Three modes of interpreting reality: Subjectivity, Objectivity & Abstractivity

Perspective is what makes experience Subjective.

Measurement is what makes things Objective.

Idealization is what makes concepts Abstractive. 

 

Subjectivity

My experience of this table in front of me can be enriched, gradually, increasingly the more perspectives I take of it; I can look at it to gather its brownish color and different angles will return different shades of brown depending on its specularity and where the light is coming from; I can knock on it to gather sounds from it, whether it's hollow or dense, wooden or metal; I can touch it to feel its texture and temperature, a warm finger will make the table feel cold, and a cold finger warm, conductive materials exaggerate this effect; I can smell and taste it to detect the kinds of chemicals that might be on it.

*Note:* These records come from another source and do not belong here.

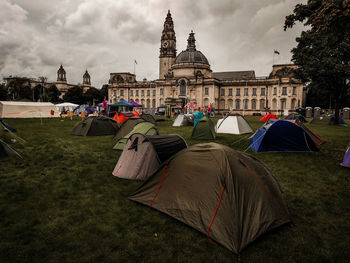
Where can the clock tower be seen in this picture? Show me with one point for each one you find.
(167, 47)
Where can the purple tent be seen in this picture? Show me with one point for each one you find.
(346, 161)
(135, 104)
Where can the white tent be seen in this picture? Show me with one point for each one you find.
(66, 105)
(233, 125)
(19, 109)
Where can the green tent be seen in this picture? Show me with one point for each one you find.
(146, 128)
(230, 196)
(127, 127)
(204, 130)
(96, 126)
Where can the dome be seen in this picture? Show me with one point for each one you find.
(191, 55)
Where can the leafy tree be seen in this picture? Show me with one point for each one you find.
(53, 94)
(74, 95)
(323, 50)
(93, 95)
(3, 92)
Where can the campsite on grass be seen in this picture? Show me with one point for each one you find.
(204, 199)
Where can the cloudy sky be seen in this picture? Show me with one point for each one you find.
(106, 36)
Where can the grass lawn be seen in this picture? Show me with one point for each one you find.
(62, 204)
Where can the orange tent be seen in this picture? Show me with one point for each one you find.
(268, 116)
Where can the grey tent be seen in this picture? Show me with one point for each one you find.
(127, 127)
(230, 196)
(96, 126)
(148, 117)
(184, 120)
(143, 154)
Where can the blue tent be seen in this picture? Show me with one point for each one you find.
(282, 136)
(197, 115)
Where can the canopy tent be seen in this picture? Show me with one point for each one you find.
(143, 155)
(346, 160)
(204, 130)
(268, 116)
(184, 120)
(96, 126)
(66, 106)
(233, 124)
(135, 104)
(281, 135)
(197, 115)
(83, 108)
(127, 127)
(21, 109)
(228, 195)
(294, 116)
(146, 128)
(148, 117)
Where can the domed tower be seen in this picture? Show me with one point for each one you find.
(191, 62)
(167, 47)
(86, 78)
(61, 74)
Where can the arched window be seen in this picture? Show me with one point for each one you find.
(182, 87)
(262, 104)
(238, 104)
(245, 104)
(253, 104)
(274, 104)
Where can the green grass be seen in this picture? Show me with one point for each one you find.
(62, 204)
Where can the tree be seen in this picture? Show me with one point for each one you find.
(54, 94)
(74, 95)
(323, 50)
(92, 95)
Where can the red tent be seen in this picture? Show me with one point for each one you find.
(268, 116)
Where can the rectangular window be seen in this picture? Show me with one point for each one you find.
(284, 91)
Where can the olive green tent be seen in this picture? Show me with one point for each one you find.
(204, 130)
(96, 126)
(127, 127)
(230, 196)
(146, 128)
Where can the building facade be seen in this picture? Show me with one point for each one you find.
(186, 79)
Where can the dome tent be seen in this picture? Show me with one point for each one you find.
(233, 124)
(204, 130)
(143, 154)
(228, 195)
(281, 135)
(95, 126)
(146, 128)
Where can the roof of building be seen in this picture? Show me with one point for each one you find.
(234, 75)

Key properties/features of perspective

  • these experiences I've gathered from the table are available only to me, specifically the version of me that experienced them earlier, though a "watered down" version of them can be retrieved from memory.
  • they cannot be directly shared with others, though they can be explained, analogized, drawn and similar scenarios can be setup such that others can gather similar experiences
  • the uniqueness of every individual can guarantee that these perceptions will be more or less different to my own relative to how similar their sense organs are to mine.

Objectivity

In contrast to subjective experience, we can use specialized instruments that can create digitized measurements that everyone can reliably read and agree to be the same and serve as representations of the things in the world. I can use a spectrometer to gather and record the light that the table gives off, or the eye drop feature in a photo editor that returns a 6 character hexadecimal representation of the color; I can record the sound from the table with a microphone and analyze it with an audio editing software; I can put a paper on top of it and draw over it with charcoal to record its grain, or use a thermometer to record its temperature; I can take samples from different areas of the table and analyze them with ICP (inductively coupled plasma) to record which kinds of chemicals are present.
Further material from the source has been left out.